Getting a button with powershell to work

I'm hope someone can help with what I think is a simple thing that is just elluding me, I would lke to have a button that runs a line of powershell as one part of it and I want to aviod exteranl powershell scripts if possible.

The below line is what I am trying (with variations on the {sourcepath} or it not being there at all). I know the command works from a cmd or directly from powershell so I am sure the problem is the path referenceing but I can't figure out what I need to change

powershell "gci {sourcepath}\*_guetzli.jpg | % { Move-Item $_ $_.Name.Replace('_guetzli','') -Force }"

thanks

{sourcepath} has a backslash in the end of it (unless |noterm is added) so you're sending two backslashes after it, which may be the problem.

Many thanks, didn't solve the issue (may have partly done) but made me look at elsewhere when it still didn't work. I ended up using the below, the problem was I had a % in the command, I just replaced it with the long hand "ForEach-Object"

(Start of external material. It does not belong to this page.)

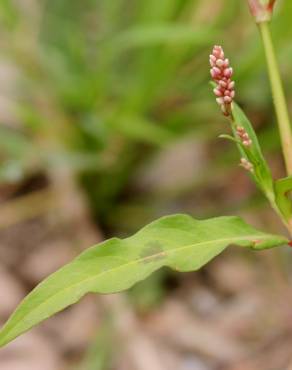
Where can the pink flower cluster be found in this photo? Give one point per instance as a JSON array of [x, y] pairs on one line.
[[221, 73]]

powershell "gci -Path {sourcepath$} -Filter *guetzli* | ForEach-Object { Move-Item $_ $_.Name.Replace('_guetzli','') -Force }"

correction I had to use

powershell "gci -Path '{sourcepath$}' -Filter *guetzli* | ForEach-Object { Move-Item $_ $_.Name.Replace('_guetzli','') -Force }"

for it to work in more/all cases. the {sourcepath$} is now surrounded by ' ' to handle spaces and special charactors like ( )

What happens if there's a ' in the source path?

In PS scripts, '{sourcepath$}' can be replaced with ..

In batch files, % needs to be doubled: %%.

Would that need a cd {sourcepath} line before the powershell line to ensure the current directory is correct? I think it will be System32 otherwise.

No, if it's a DOS button, Opus will hand over the source to powershell.exe. And yes, in a standard button, it will be system32.